To earn interest on the amounts deposited into the Loan Fund.
To make reimbursements described in subsection (g)(4)(A).
(g) Administration of loan funds
(1) Combined financial administration

An eligible entity may (as a convenience and to avoid unnecessary administrative costs) combine, in accordance with applicable State law, the financial administration of a Loan Fund established under this subsection with the financial administration of any other revolving fund established by the entity if otherwise not prohibited by the law under which the Loan Fund was established.

(2) Cost of administering fund

Each eligible entity may annually use not to exceed 4 percent of the funds provided to the entity under a grant under this section to pay the reasonable costs of the administration of the programs under this section, including the recovery of reasonable costs expended to establish a Loan Fund which are incurred after February 17, 2009.

(3) Guidance and regulationsThe National Coordinator shall publish guidance and promulgate regulations as may be necessary to carry out the provisions of this section, including—
provisions to ensure that each eligible entity commits and expends funds allotted to the entity under this section as efficiently as possible in accordance with this subchapter and applicable State laws; and
guidance to prevent waste, fraud, and abuse.
(4) Private sector contributions
(A) In general

A Loan Fund established under this section may accept contributions from private sector entities, except that such entities may not specify the recipient or recipients of any loan issued under this subsection. An eligible entity may agree to reimburse a private sector entity for any contribution made under this subparagraph, except that the amount of such reimbursement may not be greater than the principal amount of the contribution made.

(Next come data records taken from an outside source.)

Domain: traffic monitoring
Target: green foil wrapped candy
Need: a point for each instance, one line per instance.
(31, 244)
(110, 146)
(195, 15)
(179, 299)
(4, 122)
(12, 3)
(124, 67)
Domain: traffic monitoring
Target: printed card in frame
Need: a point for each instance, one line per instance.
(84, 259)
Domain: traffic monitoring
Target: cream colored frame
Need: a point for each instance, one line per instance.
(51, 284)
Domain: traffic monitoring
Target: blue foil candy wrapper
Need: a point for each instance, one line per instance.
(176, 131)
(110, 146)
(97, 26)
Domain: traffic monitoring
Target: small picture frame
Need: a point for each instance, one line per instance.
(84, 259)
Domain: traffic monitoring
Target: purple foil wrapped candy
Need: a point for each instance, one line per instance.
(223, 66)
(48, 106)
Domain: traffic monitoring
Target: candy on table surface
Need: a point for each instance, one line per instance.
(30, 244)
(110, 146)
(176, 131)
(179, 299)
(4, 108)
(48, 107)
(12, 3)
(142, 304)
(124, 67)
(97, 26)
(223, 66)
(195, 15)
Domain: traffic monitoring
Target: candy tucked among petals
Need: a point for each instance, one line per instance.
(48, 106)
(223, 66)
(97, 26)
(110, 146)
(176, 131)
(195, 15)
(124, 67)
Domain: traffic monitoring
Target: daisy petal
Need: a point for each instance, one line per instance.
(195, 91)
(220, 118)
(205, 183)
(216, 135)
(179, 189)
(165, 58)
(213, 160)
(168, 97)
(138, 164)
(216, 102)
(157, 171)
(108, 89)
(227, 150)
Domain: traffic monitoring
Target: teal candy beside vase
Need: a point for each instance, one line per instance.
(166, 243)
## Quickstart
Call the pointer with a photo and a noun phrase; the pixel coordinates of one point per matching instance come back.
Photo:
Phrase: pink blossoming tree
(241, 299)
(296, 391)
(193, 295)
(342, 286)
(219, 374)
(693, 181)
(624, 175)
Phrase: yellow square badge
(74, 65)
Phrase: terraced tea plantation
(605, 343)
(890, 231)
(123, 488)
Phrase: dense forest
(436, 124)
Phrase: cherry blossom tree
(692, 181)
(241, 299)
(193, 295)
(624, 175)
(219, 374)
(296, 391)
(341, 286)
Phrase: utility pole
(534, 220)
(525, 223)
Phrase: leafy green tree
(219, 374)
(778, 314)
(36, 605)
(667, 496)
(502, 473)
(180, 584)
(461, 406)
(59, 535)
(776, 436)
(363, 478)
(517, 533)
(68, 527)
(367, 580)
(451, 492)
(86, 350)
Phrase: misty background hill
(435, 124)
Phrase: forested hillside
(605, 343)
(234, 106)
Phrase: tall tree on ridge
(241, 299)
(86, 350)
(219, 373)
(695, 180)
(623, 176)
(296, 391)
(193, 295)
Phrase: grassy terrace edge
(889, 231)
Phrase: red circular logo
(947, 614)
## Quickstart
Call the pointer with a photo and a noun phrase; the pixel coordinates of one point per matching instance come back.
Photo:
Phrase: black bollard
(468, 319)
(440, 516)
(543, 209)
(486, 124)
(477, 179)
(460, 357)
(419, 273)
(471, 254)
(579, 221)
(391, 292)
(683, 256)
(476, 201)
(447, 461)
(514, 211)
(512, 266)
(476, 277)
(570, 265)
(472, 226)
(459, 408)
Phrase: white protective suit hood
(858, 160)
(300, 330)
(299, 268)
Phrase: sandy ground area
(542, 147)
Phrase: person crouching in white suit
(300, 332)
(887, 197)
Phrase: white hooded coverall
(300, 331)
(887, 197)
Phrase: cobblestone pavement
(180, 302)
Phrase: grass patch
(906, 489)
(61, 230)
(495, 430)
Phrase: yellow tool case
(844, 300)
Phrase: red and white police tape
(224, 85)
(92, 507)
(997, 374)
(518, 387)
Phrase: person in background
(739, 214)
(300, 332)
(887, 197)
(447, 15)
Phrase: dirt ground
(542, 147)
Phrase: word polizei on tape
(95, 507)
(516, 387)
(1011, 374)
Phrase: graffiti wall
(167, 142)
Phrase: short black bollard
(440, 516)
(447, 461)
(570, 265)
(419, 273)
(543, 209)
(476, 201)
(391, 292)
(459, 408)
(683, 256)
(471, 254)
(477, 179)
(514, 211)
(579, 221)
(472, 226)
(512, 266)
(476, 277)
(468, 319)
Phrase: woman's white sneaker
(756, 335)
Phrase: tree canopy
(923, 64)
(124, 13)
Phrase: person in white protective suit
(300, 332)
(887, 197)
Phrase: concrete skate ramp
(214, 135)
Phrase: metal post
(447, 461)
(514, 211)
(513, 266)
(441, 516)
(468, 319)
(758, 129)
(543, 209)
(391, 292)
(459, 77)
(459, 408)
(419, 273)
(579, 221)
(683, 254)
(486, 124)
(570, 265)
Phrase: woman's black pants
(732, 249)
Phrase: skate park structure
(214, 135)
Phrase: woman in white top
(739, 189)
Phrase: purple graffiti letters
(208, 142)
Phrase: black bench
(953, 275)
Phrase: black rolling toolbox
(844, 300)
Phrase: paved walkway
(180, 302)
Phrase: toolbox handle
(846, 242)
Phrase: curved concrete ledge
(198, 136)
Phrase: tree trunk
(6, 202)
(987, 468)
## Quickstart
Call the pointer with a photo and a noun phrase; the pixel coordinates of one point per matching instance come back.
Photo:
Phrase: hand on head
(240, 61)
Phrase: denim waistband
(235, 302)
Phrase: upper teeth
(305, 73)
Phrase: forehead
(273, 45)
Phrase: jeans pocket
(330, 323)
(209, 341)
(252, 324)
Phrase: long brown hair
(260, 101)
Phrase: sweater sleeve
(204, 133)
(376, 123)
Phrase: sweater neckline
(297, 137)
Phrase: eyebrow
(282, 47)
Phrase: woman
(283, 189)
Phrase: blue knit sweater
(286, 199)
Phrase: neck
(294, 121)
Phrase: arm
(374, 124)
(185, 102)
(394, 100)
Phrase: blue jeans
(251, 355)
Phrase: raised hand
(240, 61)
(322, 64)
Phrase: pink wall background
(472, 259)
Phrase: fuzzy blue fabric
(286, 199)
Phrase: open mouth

(B) Availability of information

An eligible entity shall make publicly available the identity of, and amount contributed by, any private sector entity under subparagraph (A) and may issue letters of commendation or make other awards (that have no financial value) to any such entity.

(h) Matching requirements
(1) In general

The National Coordinator may not make a grant under subsection (a) to an eligible entity unless the entity agrees to make available (directly or through donations from public or private entities) non-Federal contributions in cash to the costs of carrying out the activities for which the grant is awarded in an amount equal to not less than $1 for each $5 of Federal funds provided under the grant.

(2) Determination of amount of non-Federal contribution

In determining the amount of non-Federal contributions that an eligible entity has provided pursuant to subparagraph (A),[2] the National Coordinator may not include any amounts provided to the entity by the Federal Government.

(i) Effective date

The Secretary may not make an award under this section prior to January 1, 2010.

(July 1, 1944, ch. 373, title XXX, § 3014, as added Pub. L. 111–5, div. A, title XIII, § 13301, Feb. 17, 2009, 123 Stat. 253.)

[1]  So in original. The word “and” probably should appear at end of subpar. (D).

[2]  So in original. Probably means “paragraph (1),”.
Editorial Notes
References in Text

The Indian Self-Determination and Education Assistance Act, referred to in subsec. (b), is Pub. L. 93–638, Jan. 4, 1975, 88 Stat. 2203, which is classified principally to chapter 46 (§ 5301 et seq.) of Title 25, Indians. For complete classification of this Act to the Code, see Short Title note set out under section 5301 of Title 25 and Tables.

The Social Security Act, referred to in subsec. (b)(4)(A)(i), is act Aug. 14, 1935, ch. 531, 49 Stat. 620. Titles XVIII and XIX of the Act are classified generally to subchapters XVIII (§ 1395 et seq.) and XIX (§ 1396 et seq.), respectively, of chapter 7 of this title. For complete classification of this Act to the Code, see section 1305 of this title and Tables.